4.2. The new strategy for the Built Environment professions, trades and occupations will bring together government, sector bodies, organisations, regulators and individuals to set out the practical reforms that are needed at an individual, organisational and system-wide level to bring this vision to life. Practically, this will consider a range of regulatory and non-regulatory changes across three core and interdependent pillars of reform, linked to the overarching Single Construction Regulator outcomes:

  • Skills, knowledge and experience: The practical and technical expertise and workmanship required to design, build and maintain safe, quality buildings and environments.
  • Behaviour, conduct and culture: The professionalism with which people approach their work and the way the system is set up to incentivise and reward quality and ethical behaviour. This includes the way that people, systems and processes – such as business operating models, commercial factors (including contracting frameworks and insurance arrangements) impact individual and corporate decision-making.
  • Accountability and personal responsibility: The way the system operates to promote individual and corporate responsibility, including effectively identifying and penalising inadequate standards.

4.3. Effective reform must address these three components together, taking account of the barriers and opportunities to each, as well as the ways that they intersect to reinforce or undermine each other. Focusing exclusively on regulation or skills provision without also addressing, for example, how poor market practices coalesce to create a so-called “race to the bottom” or the way in which a general lack of transparency limits personal responsibility, will not be enough to drive the wholesale change that is needed. In the same way, reform must consider the ways in which organisational capability shapes what and how individual actors do: an otherwise skilled and conscientious individual can be constrained by the systems, incentives and capacity of the organisation in which they work.

Figure 1 - The three pillars of reform 

4.4. The scale of the challenge is significant. The whole building ecosystem spans residential, commercial and civic buildings and environments at every stage of their lifecycle, supported by a large and diverse workforce serving an even more diverse population. The potential scope of reform reflects this breadth. The final strategy will therefore need to reflect deliberate choices about focus and prioritisation in order to deliver meaningful impact, drawing on the responses to this call for evidence.

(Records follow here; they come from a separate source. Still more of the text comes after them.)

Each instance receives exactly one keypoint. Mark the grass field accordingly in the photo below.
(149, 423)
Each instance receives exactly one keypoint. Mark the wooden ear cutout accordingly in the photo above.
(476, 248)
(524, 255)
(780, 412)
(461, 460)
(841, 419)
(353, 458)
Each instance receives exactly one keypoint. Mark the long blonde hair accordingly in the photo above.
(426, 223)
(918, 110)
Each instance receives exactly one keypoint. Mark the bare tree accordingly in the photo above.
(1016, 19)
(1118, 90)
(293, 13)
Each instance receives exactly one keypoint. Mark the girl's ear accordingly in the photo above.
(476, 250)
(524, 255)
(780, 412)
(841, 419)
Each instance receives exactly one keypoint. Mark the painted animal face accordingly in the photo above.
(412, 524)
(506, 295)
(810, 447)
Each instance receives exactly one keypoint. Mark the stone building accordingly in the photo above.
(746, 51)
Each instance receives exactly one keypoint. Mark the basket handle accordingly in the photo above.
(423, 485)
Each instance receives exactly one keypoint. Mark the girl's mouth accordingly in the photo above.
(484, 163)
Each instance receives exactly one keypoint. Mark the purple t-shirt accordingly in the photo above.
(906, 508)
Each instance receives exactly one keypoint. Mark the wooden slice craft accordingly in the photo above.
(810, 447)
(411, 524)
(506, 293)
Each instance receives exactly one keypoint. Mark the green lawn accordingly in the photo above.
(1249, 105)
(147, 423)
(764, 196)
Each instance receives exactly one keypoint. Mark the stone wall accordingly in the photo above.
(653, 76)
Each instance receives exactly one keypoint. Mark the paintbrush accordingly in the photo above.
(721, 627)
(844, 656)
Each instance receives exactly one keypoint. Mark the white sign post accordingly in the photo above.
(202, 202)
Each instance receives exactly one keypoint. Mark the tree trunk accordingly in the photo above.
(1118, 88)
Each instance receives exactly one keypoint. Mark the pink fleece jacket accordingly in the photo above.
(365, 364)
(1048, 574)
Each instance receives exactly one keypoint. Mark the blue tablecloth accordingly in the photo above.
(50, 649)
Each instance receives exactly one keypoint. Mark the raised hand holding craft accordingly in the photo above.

4.5. Ultimately, successful reform of the built environment system will be a long-term undertaking that relies on collective commitment, leadership and action from across government, individuals, industry, professional bodies and regulators, as well as those working in the professions, trades and occupations themselves. Everyone involved in the built environment has a role in creating the conditions for safer, higher-quality buildings and a system that commands public trust.